If the OPC PLC simulator isn't sending data to the MQTT broker after you create a new asset, restart the OPC PLC simulator pod. The pod name looks like aio-opc-opc.tcp-1-f95d76c54-w9v9c. To restart the pod, use the k9s tool to kill the pod, or run the following command:

kubectl delete pod aio-opc-opc.tcp-1-f95d76c54-w9v9c -n azure-iot-operations

Data flows

  • Data flow custom resources created in your cluster aren't visible in the operations experience web UI. This is expected because managing Azure IoT Operations components using Kubernetes is in preview, and synchronizing resources from the edge to the cloud isn't currently supported.

  • X.509 authentication for custom Kafka endpoints isn't supported yet.

  • Deserializing and validating messages using a schema isn't supported yet. Specifying a schema in the source configuration only allows the operations experience to display the list of data points, but the data points aren't validated against the schema.

  • Creating an X.509 secret in the operations experience results in a secret with incorrectly encoded data. To work around this issue, create the multi-line secrets through Azure Key Vault, then select it from the list of secrets in the operations experience.

  • When connecting multiple IoT Operations instances to the same Event Grid MQTT namespace, connection failures may occur due to client ID conflicts. Client IDs are currently derived from data flow resource names, and when using Infrastructure as Code (IaC) patterns for deployment, the generated client IDs may be identical. As a temporary workaround, add randomness to the data flow names in your deployment templates.

  • When network connection is disrupted, data flows may encounter errors sending messages due to a mismatched producer ID. If you experience this issue, restart your data flow pods.

  • When using control characters in Kafka headers, you might encounter disconnections. Control characters in Kafka headers such as 0x01, 0x02, 0x03, 0x04 are UTF-8 compliant but the IoT Operations MQTT broker rejects them. This issue happens during the data flow process when Kafka headers are converted to MQTT properties using a UTF-8 parser. Packets with control characters might be treated as invalid and rejected by the broker and lead to data flow failures.
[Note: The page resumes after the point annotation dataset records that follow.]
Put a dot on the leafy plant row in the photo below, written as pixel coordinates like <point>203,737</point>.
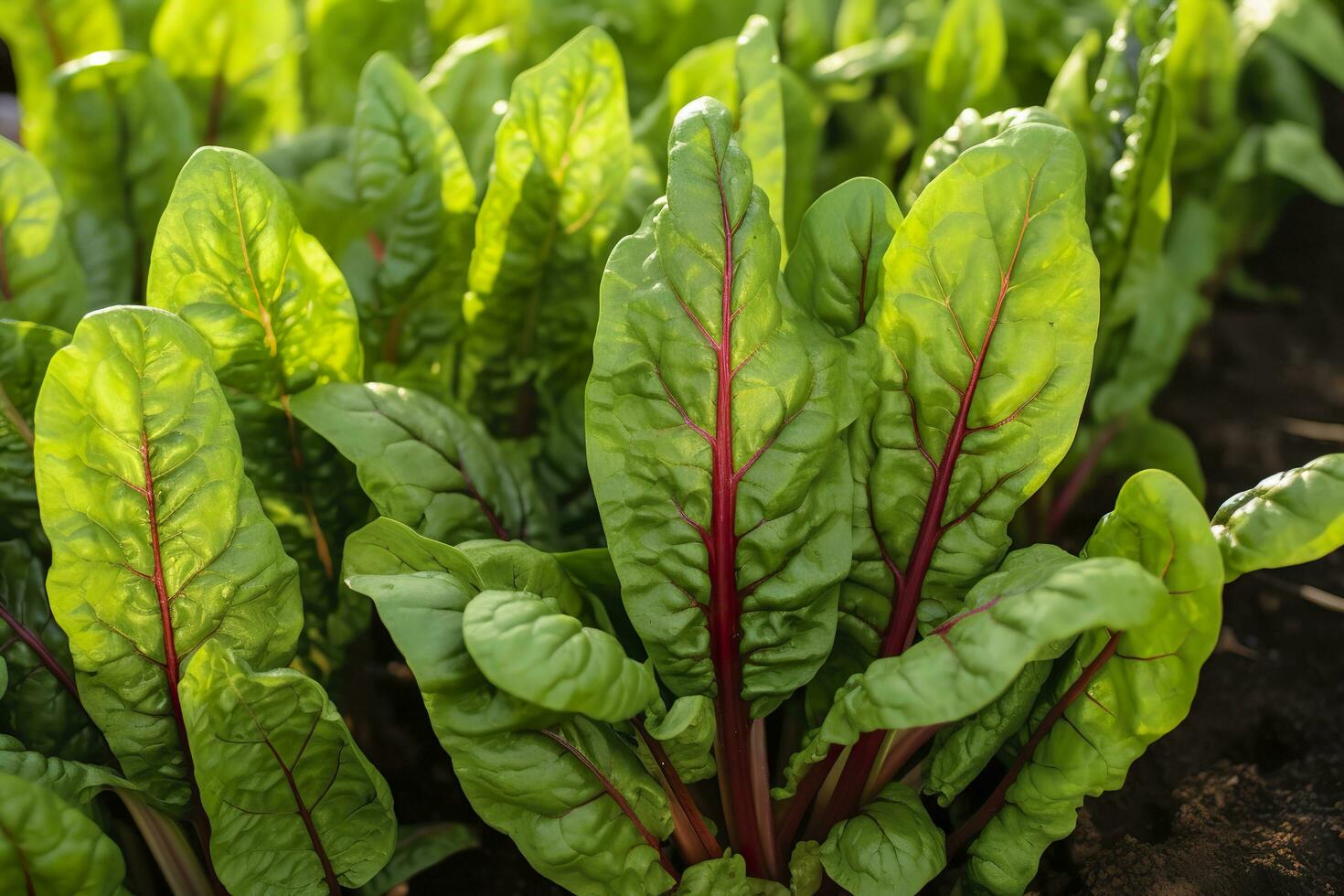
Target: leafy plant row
<point>668,472</point>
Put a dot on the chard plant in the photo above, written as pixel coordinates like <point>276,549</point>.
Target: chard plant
<point>714,518</point>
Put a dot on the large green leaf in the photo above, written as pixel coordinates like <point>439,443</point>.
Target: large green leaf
<point>50,847</point>
<point>984,340</point>
<point>42,35</point>
<point>1029,612</point>
<point>237,63</point>
<point>1290,517</point>
<point>25,352</point>
<point>37,706</point>
<point>42,277</point>
<point>423,463</point>
<point>408,164</point>
<point>342,34</point>
<point>562,155</point>
<point>231,260</point>
<point>1138,695</point>
<point>525,645</point>
<point>293,804</point>
<point>159,543</point>
<point>117,139</point>
<point>469,85</point>
<point>715,412</point>
<point>889,849</point>
<point>555,795</point>
<point>835,269</point>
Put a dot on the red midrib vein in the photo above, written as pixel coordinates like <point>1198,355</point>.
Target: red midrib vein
<point>171,666</point>
<point>304,813</point>
<point>932,527</point>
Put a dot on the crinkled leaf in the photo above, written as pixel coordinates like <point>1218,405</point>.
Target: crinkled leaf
<point>1137,696</point>
<point>237,63</point>
<point>76,782</point>
<point>418,848</point>
<point>423,463</point>
<point>1040,600</point>
<point>42,278</point>
<point>50,847</point>
<point>562,155</point>
<point>159,543</point>
<point>686,732</point>
<point>714,417</point>
<point>293,804</point>
<point>231,260</point>
<point>25,352</point>
<point>557,810</point>
<point>119,134</point>
<point>1290,517</point>
<point>835,269</point>
<point>984,351</point>
<point>523,645</point>
<point>37,706</point>
<point>891,848</point>
<point>469,85</point>
<point>409,165</point>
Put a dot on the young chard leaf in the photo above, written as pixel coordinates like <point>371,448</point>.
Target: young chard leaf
<point>292,801</point>
<point>408,164</point>
<point>231,260</point>
<point>40,704</point>
<point>237,65</point>
<point>117,139</point>
<point>891,849</point>
<point>562,155</point>
<point>40,278</point>
<point>423,463</point>
<point>159,543</point>
<point>1290,517</point>
<point>722,407</point>
<point>50,847</point>
<point>1138,681</point>
<point>25,352</point>
<point>525,645</point>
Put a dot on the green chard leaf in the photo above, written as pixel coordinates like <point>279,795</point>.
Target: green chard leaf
<point>237,65</point>
<point>25,352</point>
<point>423,463</point>
<point>562,155</point>
<point>469,85</point>
<point>1040,602</point>
<point>40,704</point>
<point>42,278</point>
<point>408,164</point>
<point>983,351</point>
<point>159,543</point>
<point>293,804</point>
<point>890,849</point>
<point>1138,681</point>
<point>231,260</point>
<point>1290,517</point>
<point>42,35</point>
<point>418,848</point>
<point>50,847</point>
<point>342,34</point>
<point>742,511</point>
<point>835,269</point>
<point>76,782</point>
<point>117,137</point>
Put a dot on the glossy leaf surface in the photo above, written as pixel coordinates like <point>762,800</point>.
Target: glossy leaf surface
<point>159,543</point>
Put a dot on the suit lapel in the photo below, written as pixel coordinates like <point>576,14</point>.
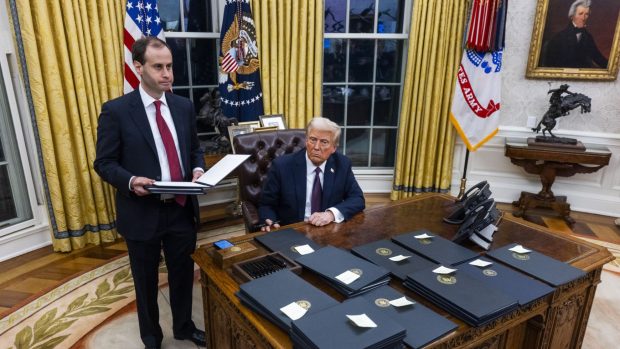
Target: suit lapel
<point>138,114</point>
<point>300,178</point>
<point>328,181</point>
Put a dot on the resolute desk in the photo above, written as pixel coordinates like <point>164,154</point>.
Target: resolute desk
<point>556,321</point>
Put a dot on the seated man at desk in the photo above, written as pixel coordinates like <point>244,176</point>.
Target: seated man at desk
<point>316,185</point>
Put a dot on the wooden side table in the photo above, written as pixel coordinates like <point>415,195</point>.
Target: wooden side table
<point>549,162</point>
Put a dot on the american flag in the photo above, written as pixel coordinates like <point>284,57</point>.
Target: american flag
<point>141,19</point>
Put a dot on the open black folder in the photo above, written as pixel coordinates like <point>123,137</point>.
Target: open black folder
<point>209,179</point>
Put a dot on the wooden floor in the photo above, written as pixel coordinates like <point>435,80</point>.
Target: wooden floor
<point>26,277</point>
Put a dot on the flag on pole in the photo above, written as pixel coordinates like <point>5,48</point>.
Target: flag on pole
<point>141,19</point>
<point>476,104</point>
<point>238,73</point>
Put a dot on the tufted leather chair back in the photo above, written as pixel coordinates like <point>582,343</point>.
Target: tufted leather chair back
<point>263,148</point>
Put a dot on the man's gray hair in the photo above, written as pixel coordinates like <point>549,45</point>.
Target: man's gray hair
<point>573,7</point>
<point>325,124</point>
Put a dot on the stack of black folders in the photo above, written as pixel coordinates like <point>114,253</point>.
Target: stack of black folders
<point>434,247</point>
<point>465,297</point>
<point>348,274</point>
<point>288,242</point>
<point>268,295</point>
<point>355,323</point>
<point>536,264</point>
<point>395,258</point>
<point>422,324</point>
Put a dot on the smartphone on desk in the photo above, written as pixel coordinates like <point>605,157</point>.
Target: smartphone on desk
<point>222,244</point>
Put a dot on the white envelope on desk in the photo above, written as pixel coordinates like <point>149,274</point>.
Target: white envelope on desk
<point>209,179</point>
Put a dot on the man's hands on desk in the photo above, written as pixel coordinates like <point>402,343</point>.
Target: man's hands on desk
<point>318,219</point>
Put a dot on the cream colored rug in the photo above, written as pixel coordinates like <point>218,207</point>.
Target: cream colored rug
<point>63,316</point>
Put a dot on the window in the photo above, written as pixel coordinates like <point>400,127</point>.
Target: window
<point>363,68</point>
<point>16,195</point>
<point>192,32</point>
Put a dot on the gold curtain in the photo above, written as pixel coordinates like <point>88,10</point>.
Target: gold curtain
<point>426,138</point>
<point>74,63</point>
<point>290,42</point>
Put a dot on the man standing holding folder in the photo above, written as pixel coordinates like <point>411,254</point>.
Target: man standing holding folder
<point>143,136</point>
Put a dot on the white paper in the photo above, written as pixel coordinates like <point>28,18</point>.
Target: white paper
<point>444,270</point>
<point>304,249</point>
<point>520,249</point>
<point>362,320</point>
<point>480,241</point>
<point>401,302</point>
<point>213,176</point>
<point>221,169</point>
<point>347,277</point>
<point>399,258</point>
<point>480,263</point>
<point>423,236</point>
<point>178,184</point>
<point>294,311</point>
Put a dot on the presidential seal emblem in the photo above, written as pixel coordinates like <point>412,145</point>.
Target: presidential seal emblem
<point>383,251</point>
<point>520,256</point>
<point>382,302</point>
<point>304,304</point>
<point>446,279</point>
<point>356,271</point>
<point>489,272</point>
<point>239,52</point>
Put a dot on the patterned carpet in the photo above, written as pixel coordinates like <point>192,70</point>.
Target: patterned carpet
<point>62,317</point>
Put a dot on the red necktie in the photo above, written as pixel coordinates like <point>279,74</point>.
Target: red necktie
<point>317,193</point>
<point>171,151</point>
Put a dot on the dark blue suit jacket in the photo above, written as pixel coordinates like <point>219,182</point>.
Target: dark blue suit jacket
<point>126,148</point>
<point>284,193</point>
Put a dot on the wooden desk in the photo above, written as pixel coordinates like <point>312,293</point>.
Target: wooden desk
<point>556,321</point>
<point>549,162</point>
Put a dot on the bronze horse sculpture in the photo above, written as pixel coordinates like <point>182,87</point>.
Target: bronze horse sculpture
<point>560,106</point>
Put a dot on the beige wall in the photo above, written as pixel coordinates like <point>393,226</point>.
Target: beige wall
<point>523,97</point>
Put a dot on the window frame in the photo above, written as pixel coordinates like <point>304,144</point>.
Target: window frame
<point>20,144</point>
<point>404,36</point>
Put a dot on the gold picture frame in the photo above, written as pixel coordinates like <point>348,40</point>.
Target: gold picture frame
<point>253,124</point>
<point>273,120</point>
<point>552,29</point>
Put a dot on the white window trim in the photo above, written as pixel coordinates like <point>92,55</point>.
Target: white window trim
<point>35,233</point>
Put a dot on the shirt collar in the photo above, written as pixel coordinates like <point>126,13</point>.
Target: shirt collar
<point>310,166</point>
<point>148,100</point>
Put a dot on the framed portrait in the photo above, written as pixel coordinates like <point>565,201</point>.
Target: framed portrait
<point>235,130</point>
<point>253,124</point>
<point>273,120</point>
<point>267,128</point>
<point>575,39</point>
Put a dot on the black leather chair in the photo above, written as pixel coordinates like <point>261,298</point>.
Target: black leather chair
<point>263,148</point>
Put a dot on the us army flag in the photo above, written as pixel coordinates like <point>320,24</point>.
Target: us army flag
<point>476,103</point>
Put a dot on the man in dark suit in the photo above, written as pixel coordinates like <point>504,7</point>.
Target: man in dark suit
<point>574,47</point>
<point>316,185</point>
<point>143,136</point>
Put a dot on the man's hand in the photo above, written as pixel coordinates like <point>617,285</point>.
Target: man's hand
<point>138,183</point>
<point>321,218</point>
<point>197,175</point>
<point>269,224</point>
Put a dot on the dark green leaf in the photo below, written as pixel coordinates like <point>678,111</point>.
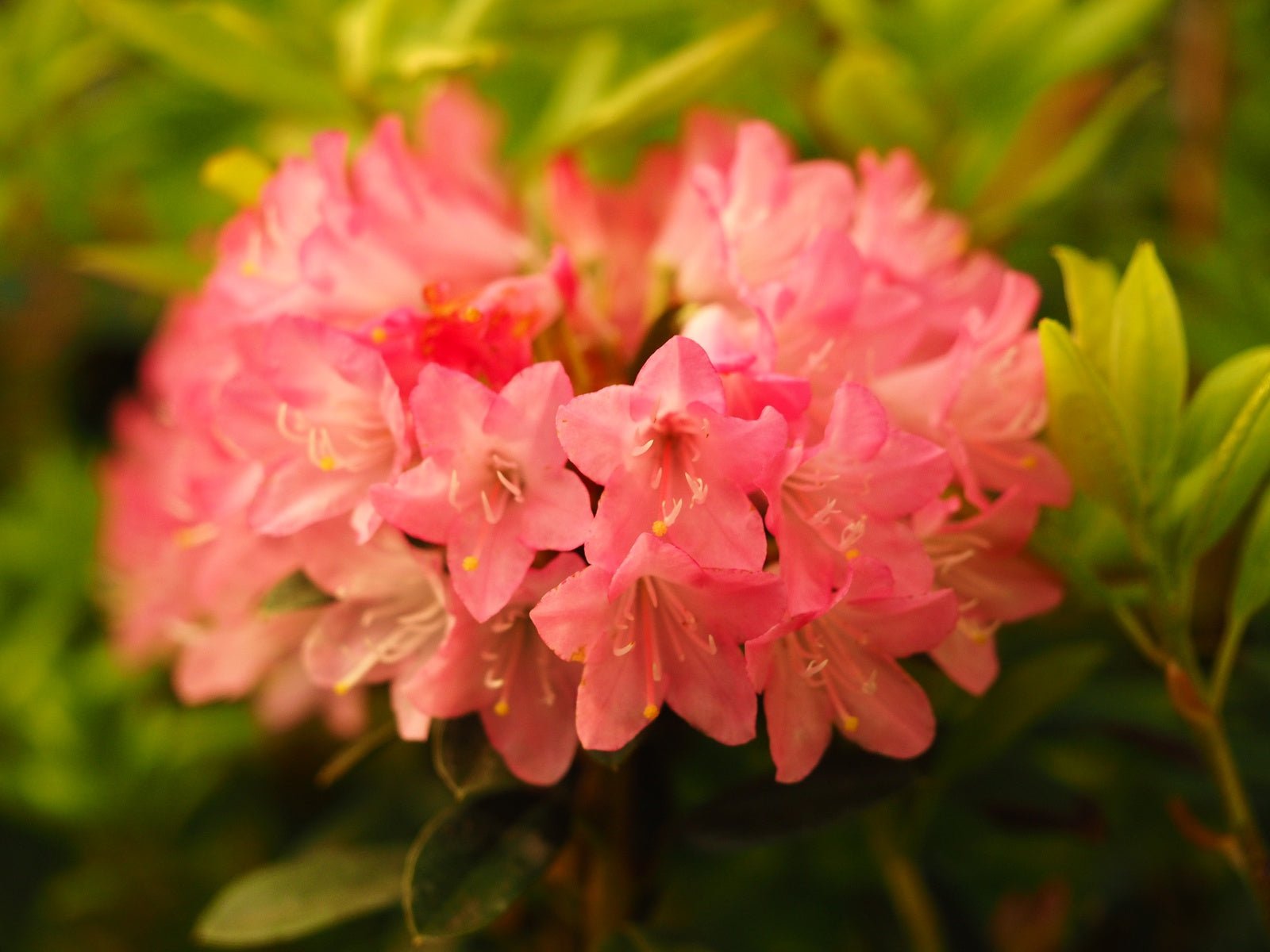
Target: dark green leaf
<point>464,758</point>
<point>304,895</point>
<point>1024,695</point>
<point>668,84</point>
<point>765,810</point>
<point>294,593</point>
<point>471,862</point>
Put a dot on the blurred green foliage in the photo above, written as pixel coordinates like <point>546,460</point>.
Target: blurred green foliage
<point>131,129</point>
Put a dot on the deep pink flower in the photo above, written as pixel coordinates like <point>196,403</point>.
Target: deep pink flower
<point>503,670</point>
<point>842,499</point>
<point>673,463</point>
<point>493,486</point>
<point>318,408</point>
<point>660,628</point>
<point>837,670</point>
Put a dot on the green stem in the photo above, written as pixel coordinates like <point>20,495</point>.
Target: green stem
<point>908,892</point>
<point>1226,655</point>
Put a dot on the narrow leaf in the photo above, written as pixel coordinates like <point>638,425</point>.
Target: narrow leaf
<point>681,78</point>
<point>1233,474</point>
<point>1090,289</point>
<point>304,895</point>
<point>292,594</point>
<point>1217,401</point>
<point>1251,590</point>
<point>476,858</point>
<point>160,270</point>
<point>1085,428</point>
<point>1024,695</point>
<point>201,46</point>
<point>1147,371</point>
<point>238,173</point>
<point>765,810</point>
<point>464,758</point>
<point>870,97</point>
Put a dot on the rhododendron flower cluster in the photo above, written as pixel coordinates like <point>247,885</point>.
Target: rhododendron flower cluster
<point>746,427</point>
  • When you create a new data flow, it might not finish deployment. The cause is cert-manager wasn't ready or running. The current resolution is to manually delete the data flow operator pod to clear the crash status. Use the following steps to resolve the issue:

    1. Run kubectl get pods -n azure-iot-operations. In the output, Verify aio-dataflow-operator-0 is only data flow operator pod running.

    2. Run kubectl logs --namespace azure-iot-operations aio-dataflow-operator-0 to check the logs for the data flow operator pod.

      In the output, check for the final log entry:

      Dataflow pod had error: Bad pod condition: Pod 'aio-dataflow-operator-0' container 'aio-dataflow-operator' stuck in a bad state due to 'CrashLoopBackOff'

    3. Run the kubectl logs command again with the --previous option.

      kubectl logs --namespace azure-iot-operations --previous aio-dataflow-operator-0

      In the output, check for the final log entry:

      Failed to create webhook cert resources: Failed to update ApiError: Internal error occurred: failed calling webhook "webhook.cert-manager.io" [...].

      If you see both log entries from the two kubectl log commands, the cert-manager wasn't ready or running.

    4. Run kubectl delete pod aio-dataflow-operator-0 -n azure-iot-operations to delete the data flow operator pod. Deleting the pod clears the crash status and restarts the pod.

    5. Wait for the operator pod to restart and deploy the data flow.